Sì a un confronto con governo e imprese su tutte le forme di tutela dei lavoratori. Lo afferma il segretario generale della Cgil, Guglielmo Epifani, parlando al direttivo dell’organizzazione a proposito del dibattito sulla settimana corta e sull’utilizzo di contratti di solidarietà. Ben vengano quindi secondo Epifani strumenti di solidarietà a patto che «siano inseriti in un quadro di tutele che evitino il distacco dei lavoratori dai posti di lavoro, non escludano i lavoratori precari e non costituiscano una furbizia per evitare al soggetto pubblico di investire tutte le risorse necessarie».

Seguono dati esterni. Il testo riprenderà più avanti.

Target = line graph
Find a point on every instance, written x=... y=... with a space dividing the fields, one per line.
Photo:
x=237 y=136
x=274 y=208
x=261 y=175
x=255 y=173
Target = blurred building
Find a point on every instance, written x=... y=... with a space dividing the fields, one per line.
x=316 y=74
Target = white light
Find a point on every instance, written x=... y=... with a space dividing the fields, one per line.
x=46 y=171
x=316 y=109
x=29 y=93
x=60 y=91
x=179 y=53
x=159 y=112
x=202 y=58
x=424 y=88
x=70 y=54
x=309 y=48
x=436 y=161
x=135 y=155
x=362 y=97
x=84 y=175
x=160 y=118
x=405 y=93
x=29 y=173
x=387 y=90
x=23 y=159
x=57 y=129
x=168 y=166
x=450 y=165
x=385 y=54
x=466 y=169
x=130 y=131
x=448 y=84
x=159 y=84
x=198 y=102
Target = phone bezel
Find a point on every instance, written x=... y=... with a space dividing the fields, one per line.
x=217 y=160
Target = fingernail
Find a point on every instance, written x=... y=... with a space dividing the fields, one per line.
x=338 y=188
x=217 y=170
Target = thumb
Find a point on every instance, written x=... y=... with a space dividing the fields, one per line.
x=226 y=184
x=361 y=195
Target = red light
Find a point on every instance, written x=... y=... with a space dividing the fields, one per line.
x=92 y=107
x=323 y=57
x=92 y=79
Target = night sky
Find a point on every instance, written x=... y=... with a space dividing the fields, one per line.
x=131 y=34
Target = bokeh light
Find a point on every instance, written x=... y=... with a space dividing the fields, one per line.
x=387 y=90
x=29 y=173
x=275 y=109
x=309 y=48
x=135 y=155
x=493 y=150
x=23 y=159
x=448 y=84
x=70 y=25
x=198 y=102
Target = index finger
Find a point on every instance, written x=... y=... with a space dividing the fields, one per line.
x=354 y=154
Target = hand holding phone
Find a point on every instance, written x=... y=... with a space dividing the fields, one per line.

«Ben venga l’avvio di un confronto con governo e imprese su tutte le forme di tutela, ed è bene che si sia passati da un’impostazione priva di senso che prevedeva la detassazione degli straordinari a questa nuova ottica», dice il leader della Cgil. «Servono politiche di sostegno contro la crisi industriale, servono anche strumenti parzialmente nuovi e soprattutto risorse più rilevanti», conclude.
Settimana super-corta, con meno giorni lavorati e salari ridotti. La scoperta del governo di destra è dell’ultima ora, anche se è una ricetta tedesca e una proposta rilanciata in Italia dal segretario della Cisl, Bonanni. Ora il ministro del Welfare Maurizio Sacconi fa saper che il governo di destra ci sta pensando «per salvare i posti di lavoro dalla crisi economica». Il piano è di «spalmare un minor carico di lavoro su più persone. Questa – proclama Sacconi in un’intervista a un quotidiano nazionale – è la funzione della cassa integrazione a rotazione. Si può andare in cassa per una parte della settimana e lavorare per la restante». La cassa integrazione a rotazione che consente di «spalmare un minor carico di lavoro su più persone», a differenza si quella «a zero ore» e di quella «ordinaria». Ma il ministro pensa anche ai «contratti di solidarietà», che significano sì meno retribuzione, ma «non dimentichiamo che ci sarà l’integrazione del sostegno al reddito. Alla fine la perdita sarà minima».
Bisogna però «evitare il self service della cassa integrazione», che renderebbe «irresponsabili» le imprese, che invece devono «fare tutto il possibile per non perdere il loro asset fondamentale, cioè il capitale umano» e non dare l’idea che «le prime difficoltà si traducano in una espulsione di manodopera». Per questo si sta pensando a «una unità di crisi del ministero del Lavoro collegata a quello dello Sviluppo economico» che vigili sulla cassa integrazione e che arrivi a un «accordo di straordinaria e leale collaborazione con le Regioni, e poi con le parti sociali, per proteggere le persone e ancorarle alla dimensione produttiva».
Per il segretario di Rifondazione Comunista, Paolo Ferrero, una settimana corta sul modello adottato da Angela Merkel in Germania è «un’ottima idea, perché mantiene il posto di lavoro, riduce a tutti l’orario ed evita l’emarginazione e il licenziamento». In un’intervista al Corriere della Sera però, il leader di Rifondazione spiega però che «il nostro sistema produttivo è fatto di piccolissime imprese» che saranno quelle «più colpite. Bisognerebbe estendere il provvedimento anche a loro, anche alle partite Iva, anche ai garzoni». Per reperire i fondi, Ferrero suggerisce di «rimettere la tassa di successione e introdurre una patrimoniale sopra i 500mila euro». E poi di «aumentare le aliquote fiscali al di sopra dei 100mila euro e le imposte sulle rendite finanziarie al 20% sopra i 200-300mila euro».